Nouvelles du LS2 : l’isolation des diodes du LHC a commencé

May 27, 2019

Depuis avril, les équipes du projet DISMAC (consolidation de l’isolation des diodes et des aimants supraconducteurs) sont dans le tunnel du LHC. Au programme : renforcer l’isolation électrique des diodes des 1 232 aimants dipôles de l’accélérateur, remplacer 22 aimants supraconducteurs principaux, et réaliser une série d’autres interventions.

Chaque aimant dipôle est équipé d’une diode, circuit parallèle permettant de dévier le courant en cas de transition résistive. Cette diode est connectée à « son » aimant par un jeu de barres en cuivre.

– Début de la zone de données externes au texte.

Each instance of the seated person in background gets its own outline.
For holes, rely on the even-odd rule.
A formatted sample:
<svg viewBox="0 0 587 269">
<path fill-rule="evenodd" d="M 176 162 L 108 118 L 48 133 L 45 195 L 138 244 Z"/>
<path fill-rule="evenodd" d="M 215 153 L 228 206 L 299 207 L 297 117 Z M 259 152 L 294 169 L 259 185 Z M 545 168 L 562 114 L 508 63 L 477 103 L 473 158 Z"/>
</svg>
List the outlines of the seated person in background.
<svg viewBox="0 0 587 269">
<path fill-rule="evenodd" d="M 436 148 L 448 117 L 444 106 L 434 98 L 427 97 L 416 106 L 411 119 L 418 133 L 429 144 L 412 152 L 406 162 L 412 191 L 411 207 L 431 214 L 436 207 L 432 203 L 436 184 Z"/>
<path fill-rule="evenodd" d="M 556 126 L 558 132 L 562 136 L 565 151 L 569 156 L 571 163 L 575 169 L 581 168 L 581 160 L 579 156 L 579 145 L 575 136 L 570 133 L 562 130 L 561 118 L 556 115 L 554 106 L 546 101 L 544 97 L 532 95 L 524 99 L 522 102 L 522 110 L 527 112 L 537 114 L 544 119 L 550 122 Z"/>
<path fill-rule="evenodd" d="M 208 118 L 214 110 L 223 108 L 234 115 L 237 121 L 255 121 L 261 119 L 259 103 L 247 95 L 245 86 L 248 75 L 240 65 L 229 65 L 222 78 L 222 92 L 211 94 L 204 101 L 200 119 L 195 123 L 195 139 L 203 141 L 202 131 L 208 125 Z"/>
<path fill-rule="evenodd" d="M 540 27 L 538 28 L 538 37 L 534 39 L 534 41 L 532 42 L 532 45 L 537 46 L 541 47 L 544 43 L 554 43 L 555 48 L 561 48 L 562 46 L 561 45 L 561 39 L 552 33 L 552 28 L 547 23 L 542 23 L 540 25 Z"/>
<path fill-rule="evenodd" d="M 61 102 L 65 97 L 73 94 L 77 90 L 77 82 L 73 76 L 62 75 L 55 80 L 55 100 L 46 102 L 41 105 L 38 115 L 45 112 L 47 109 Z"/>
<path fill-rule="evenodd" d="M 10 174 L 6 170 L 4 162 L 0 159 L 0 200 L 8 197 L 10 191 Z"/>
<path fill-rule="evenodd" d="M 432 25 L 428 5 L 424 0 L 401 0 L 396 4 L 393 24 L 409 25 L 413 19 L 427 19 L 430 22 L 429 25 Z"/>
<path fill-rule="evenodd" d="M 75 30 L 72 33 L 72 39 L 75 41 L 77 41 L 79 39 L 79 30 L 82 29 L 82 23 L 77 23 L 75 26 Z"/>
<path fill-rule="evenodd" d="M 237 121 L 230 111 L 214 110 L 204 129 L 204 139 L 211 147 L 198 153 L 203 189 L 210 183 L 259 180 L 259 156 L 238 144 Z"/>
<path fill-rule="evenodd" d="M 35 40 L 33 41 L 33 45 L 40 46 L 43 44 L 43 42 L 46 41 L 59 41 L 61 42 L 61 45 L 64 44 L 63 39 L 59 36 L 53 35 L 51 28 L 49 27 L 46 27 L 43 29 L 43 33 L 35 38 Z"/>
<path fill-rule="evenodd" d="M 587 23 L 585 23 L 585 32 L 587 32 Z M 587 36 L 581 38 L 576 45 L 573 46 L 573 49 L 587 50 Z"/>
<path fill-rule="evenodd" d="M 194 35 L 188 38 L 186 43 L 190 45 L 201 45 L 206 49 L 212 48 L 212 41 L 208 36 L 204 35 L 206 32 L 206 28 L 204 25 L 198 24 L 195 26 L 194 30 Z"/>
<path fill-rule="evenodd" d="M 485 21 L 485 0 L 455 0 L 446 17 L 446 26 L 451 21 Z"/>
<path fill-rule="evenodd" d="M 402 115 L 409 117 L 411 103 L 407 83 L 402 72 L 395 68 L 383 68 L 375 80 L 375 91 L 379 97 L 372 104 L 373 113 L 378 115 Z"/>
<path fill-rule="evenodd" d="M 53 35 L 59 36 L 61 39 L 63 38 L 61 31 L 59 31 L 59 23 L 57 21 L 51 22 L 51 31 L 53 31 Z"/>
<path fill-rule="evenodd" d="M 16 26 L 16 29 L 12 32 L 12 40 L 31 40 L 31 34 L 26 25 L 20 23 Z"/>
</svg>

Or, depuis 2006, neuf courts-circuits se sont déjà produits au niveau de ces diodes. « Ces courts-circuits ont été provoqués par des débris métalliques résiduels présents dans la machine depuis la fabrication des aimants », explique Jean-Philippe Tock, chef du projet DISMAC. « Les phases de réchauffement et de refroidissement de l’accélérateur, lors des arrêts techniques notamment, engendrent d’importants flux d’hélium. Ces flux peuvent déplacer les débris métalliques, qui peuvent alors provoquer des courts-circuits. »

Pour éviter que cela ne se reproduise, l’isolation électrique des diodes doit être renforcée. Pour ce faire, trois actions sont entreprises : retirer, dans la mesure du possible, les débris métalliques ; isoler la connexion entre les diodes et les jeux de barres (que l’on appelle connexion demi-lune) ; et isoler les jeux de barre eux-mêmes au niveau des diodes.

S’il est inenvisageable d'éliminer tous les débris présents dans les masses froides des aimants dipôles du LHC (qui mesurent tout de même 15 m de long !), il est néanmoins possible de retirer ceux à portée d’aspirateur. Associé à un endoscope, l’aspirateur DISMAC, compatible avec les exigences de radioprotection et adapté spécialement pour cette mission, permet d’éliminer les débris situés à proximité des interconnexions.

Pour remédier aux problèmes d’isolation électrique, le projet DISMAC a développé des pièces isolantes sur mesure pour les connexions demi-lunes et les jeux de barres. « Leur conception a été très délicate car l’isolation ne doit en aucun cas dégrader les propriétés électriques des connexions des diodes, et en particulier, ne pas modifier leur résistance électrique », poursuit Jean-Philippe Tock. Les pièces isolantes, sorte de capuchons, sont actuellement en cours d’installation dans le secteur 8-1 du LHC. Au total, 1 232 jeux de capuchons doivent ainsi être installés d’ici à la fin du LS2.

« Depuis 2017, nous avons beaucoup travaillé sur le développement et l’optimisation de l’outillage et des procédures d’installation », souligne Jean-Philippe Tock, « car le travail doit être effectué à raison de 10 diodes par jour au niveau des interconnexions, qui sont des endroits très contraints. » Démontage et remontage des moniteurs de perte de faisceau (Beam Loss Monitors) [département BE], découpage mécanique [EN], ouverture de l’interconnexion [TE], nettoyage [TE/BE], installation de l’isolation [TE], tests électriques [TE] et d’assurance qualité [TE/BE], soudure [EN], etc., pas moins de 150 personnes du CERN, d’entreprises externes et d’instituts collaborateurs travaillent chaque jour dans le tunnel du LHC à bord du « train » DISMAC. Un train dans le LHC ? Pas tout à fait… On l’appelle ainsi car les techniciens interviennent à la chaîne, se déplaçant d’interconnexion en interconnexion.

Tous les agents DISMAC ne sont pas à bord du train. Une équipe d’intervention spéciale, composée de 20 personnes, a une autre mission : remplacer 19 aimants dipôles et trois quadripôles, mais aussi installer les assemblages cryogéniques pour le projet HL-LHC et ajouter des systèmes d’instrumentation pour étudier les charges thermiques induites par le faisceau. Cette équipe gère aussi les non-conformités majeures. Enfin, trois spécialistes s’occupent de la maintenance des amenées de courants du LHC. Ces équipements font la jonction entre les câbles de cuivre à température ambiante et les câbles supraconducteurs à 1,9 K (−271,3 °C) pour faire transiter les courants électriques allant jusqu’à 13 000 ampères qui alimentent les aimants.